Il progetto nasce da un interrogativo centrale: può l’arte produrre senso senza confrontarsi con le proprie implicazioni etiche? A partire da questa domanda, la mostra costruisce un percorso che mette in dialogo linguaggi, esperienze e sensibilità differenti, accomunati dalla ricerca di un equilibrio tra libertà espressiva e responsabilità.
Il titolo richiama la tensione tra molteplicità e unità, tra la varietà delle voci presenti e il tentativo di ricondurre la complessità del presente a una possibile sintesi. In esposizione opere pittoriche, disegni, fotografie, video, lavori sonori, installazioni e sculture che affrontano temi di particolare attualità come ambiente, energia, giustizia sociale, identità, memoria e tutela della cultura.
Partecipano alla collettiva: Afran, Gino Alberti, Marco Bertìn, Angelo Bonello, Carlo Bonfà, Julia Bornefeld, Francesco Carofiglio, Luigi Dellatorre, Massimo Donà, Gianfranco Gentile, Marco Gradi, Franco Mazzucchelli, Matteo Mezzadri, Jorge R. Pombo, Antonio Riello, Alberto Salvetti e Alessandro Zannier, artisti appartenenti a generazioni e percorsi differenti ma uniti dall’attenzione ai temi etici e civili.

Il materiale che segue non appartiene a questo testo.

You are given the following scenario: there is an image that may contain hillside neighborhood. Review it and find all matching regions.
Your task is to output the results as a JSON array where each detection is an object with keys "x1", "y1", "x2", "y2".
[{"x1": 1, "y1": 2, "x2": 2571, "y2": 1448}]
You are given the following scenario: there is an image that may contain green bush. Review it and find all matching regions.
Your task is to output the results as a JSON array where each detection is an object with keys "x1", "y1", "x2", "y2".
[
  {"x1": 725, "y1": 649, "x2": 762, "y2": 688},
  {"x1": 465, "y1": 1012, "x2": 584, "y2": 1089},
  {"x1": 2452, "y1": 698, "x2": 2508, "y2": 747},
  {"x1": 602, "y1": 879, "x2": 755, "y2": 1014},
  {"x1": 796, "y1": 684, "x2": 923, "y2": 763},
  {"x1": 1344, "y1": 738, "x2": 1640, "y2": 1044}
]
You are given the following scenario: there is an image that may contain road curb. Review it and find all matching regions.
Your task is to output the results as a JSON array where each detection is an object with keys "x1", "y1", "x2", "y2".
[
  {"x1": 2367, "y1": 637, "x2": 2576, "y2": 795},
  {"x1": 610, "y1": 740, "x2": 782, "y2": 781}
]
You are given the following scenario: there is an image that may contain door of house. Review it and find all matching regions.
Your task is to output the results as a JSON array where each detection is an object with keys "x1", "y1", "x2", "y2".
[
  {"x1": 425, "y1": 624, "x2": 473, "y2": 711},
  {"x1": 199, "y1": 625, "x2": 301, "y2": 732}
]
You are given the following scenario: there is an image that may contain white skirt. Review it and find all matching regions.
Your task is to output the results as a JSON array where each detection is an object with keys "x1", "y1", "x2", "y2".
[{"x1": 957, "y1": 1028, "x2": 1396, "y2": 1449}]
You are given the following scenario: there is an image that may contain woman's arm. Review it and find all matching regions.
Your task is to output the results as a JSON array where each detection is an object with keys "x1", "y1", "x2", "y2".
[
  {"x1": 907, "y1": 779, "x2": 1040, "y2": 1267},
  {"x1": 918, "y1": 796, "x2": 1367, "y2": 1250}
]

Uno degli aspetti più originali del progetto riguarda le modalità di fruizione. Il pubblico può infatti scegliere un percorso tradizionale, accompagnato da didascalie e contenuti digitali accessibili tramite QR code, oppure lasciarsi guidare da un’esperienza narrativa immersiva ideata e scritta da Alessandra Pacilli e interpretata da doppiatori professionisti.
Cinque voci narranti, corrispondenti ad altrettante figure retoriche, accompagnano i visitatori in un itinerario aperto e non lineare, costruito attraverso suggestioni, metafore e rimandi alle opere esposte. Un approccio che non sostituisce il rapporto diretto con i lavori, ma ne amplia le possibilità interpretative, lasciando ciascuno libero di costruire il proprio dialogo con l’esposizione.
Alla base del progetto vi è la riflessione proposta dal curatore Sandro Orlandi Stagl, secondo cui la bellezza non può essere considerata neutrale, ma implica sempre una visione del mondo e una presa di posizione. In questa prospettiva, “La misura dell’UNO” propone l’arte come spazio di consapevolezza, responsabilità e partecipazione, capace di ricomporre il rapporto tra esperienza estetica e impegno civile.
La mostra è visitabile allo Spazio Messina (primo piano), fino al 13 settembre. Apertura al pubblico: tutti i giorni, escluso il lunedì, dalle 11 alle 19.